The difference between filtered search and hybrid search

Vector search with filters performs a semantic search within a filtered subset of the data.

True hybrid search merges results from both a vector search and a traditional keyword search (BM25), then re-ranks them.

In part 3, we'll explore how Weaviate supports this via the hybrid query method.

You may have noticed that the semantic queries returned results almost instantly, even though Weaviate had to compare the query vector against every article in the database. With a few dozen articles, that's trivial. But what happens when you have millions of vectors?

In part 1, we mentioned that vector databases use ANN algorithms to speed up similarity searches.

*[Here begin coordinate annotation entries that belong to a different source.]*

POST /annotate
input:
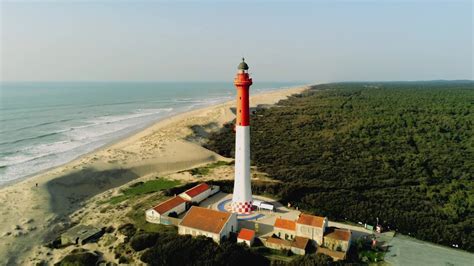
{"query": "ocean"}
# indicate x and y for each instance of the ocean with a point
(46, 124)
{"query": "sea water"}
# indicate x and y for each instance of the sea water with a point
(46, 124)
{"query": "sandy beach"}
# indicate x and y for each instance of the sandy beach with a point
(37, 207)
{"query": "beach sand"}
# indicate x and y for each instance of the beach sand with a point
(35, 209)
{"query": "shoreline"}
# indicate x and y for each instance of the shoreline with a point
(158, 149)
(134, 132)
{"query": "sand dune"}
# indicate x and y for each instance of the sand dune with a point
(30, 213)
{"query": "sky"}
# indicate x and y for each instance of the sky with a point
(310, 41)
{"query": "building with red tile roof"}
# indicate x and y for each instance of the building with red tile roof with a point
(284, 229)
(211, 223)
(312, 227)
(246, 236)
(298, 245)
(174, 204)
(337, 239)
(311, 220)
(197, 193)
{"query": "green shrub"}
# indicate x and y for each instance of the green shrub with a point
(127, 229)
(79, 258)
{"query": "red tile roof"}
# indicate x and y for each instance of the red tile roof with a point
(338, 234)
(300, 242)
(285, 224)
(278, 241)
(246, 234)
(306, 219)
(169, 204)
(194, 191)
(205, 219)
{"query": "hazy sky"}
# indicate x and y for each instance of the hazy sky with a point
(204, 40)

But how does this work in practice?

When you have millions of vectors, comparing a query against every single one would be prohibitively slow. ANN algorithms build an index structure that finds approximately the nearest neighbors without exhaustive comparison.

Weaviate’s default index is Hierarchical Navigable Small World (HNSW). Instead of checking every vector, HNSW builds a graph of connections between vectors. When you search, it navigates this graph, jumping through layers to quickly narrow down the most similar vectors. If you're familiar with the skip list algorithm, think of HNSW as a skip list combined with a navigable graph.

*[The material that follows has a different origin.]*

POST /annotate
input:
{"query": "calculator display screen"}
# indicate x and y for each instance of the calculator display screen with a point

HNSW has several configurable parameters that balance speed, recall, and memory usage. The defaults usually work well, but you can fine-tune these settings.

The “approximate” in ANN might sound concerning, but in practice, HNSW achieves over 95% recall while being significantly faster than exact search. For content search, this trade-off is almost always worthwhile.

Conclusion

Building on the conceptual foundations in part 1, this tutorial shows how to:

  • Run a vector database locally with Docker
  • Evaluate the relationship between vectorizer modules and embedding models
  • Design schemas that separate semantic content from metadata
  • Perform semantic searches based on meaning, not just keywords
  • Combine vector similarity with structured filters
  • Understand how HNSW indexes speed ANN search

These building blocks power intelligent search, recommendations, and AI assistants across the industry. At Storyblok, we've packaged these patterns into Strata, making content AI-ready without requiring you to manage vector infrastructure yourself.

But there's more to explore. The real power of vector databases emerges when you combine them with large language models (LLMs) via RAG. Instead of an LLM making things up, it answers questions grounded in your content.

In part 3, we tackle real-world scenarios: building a production-ready RAG pipeline, implementing true hybrid search, tuning relevance thresholds, and creating AI applications for your content.

The semantic web isn't about to arrive. It's here. And now you know how to build it.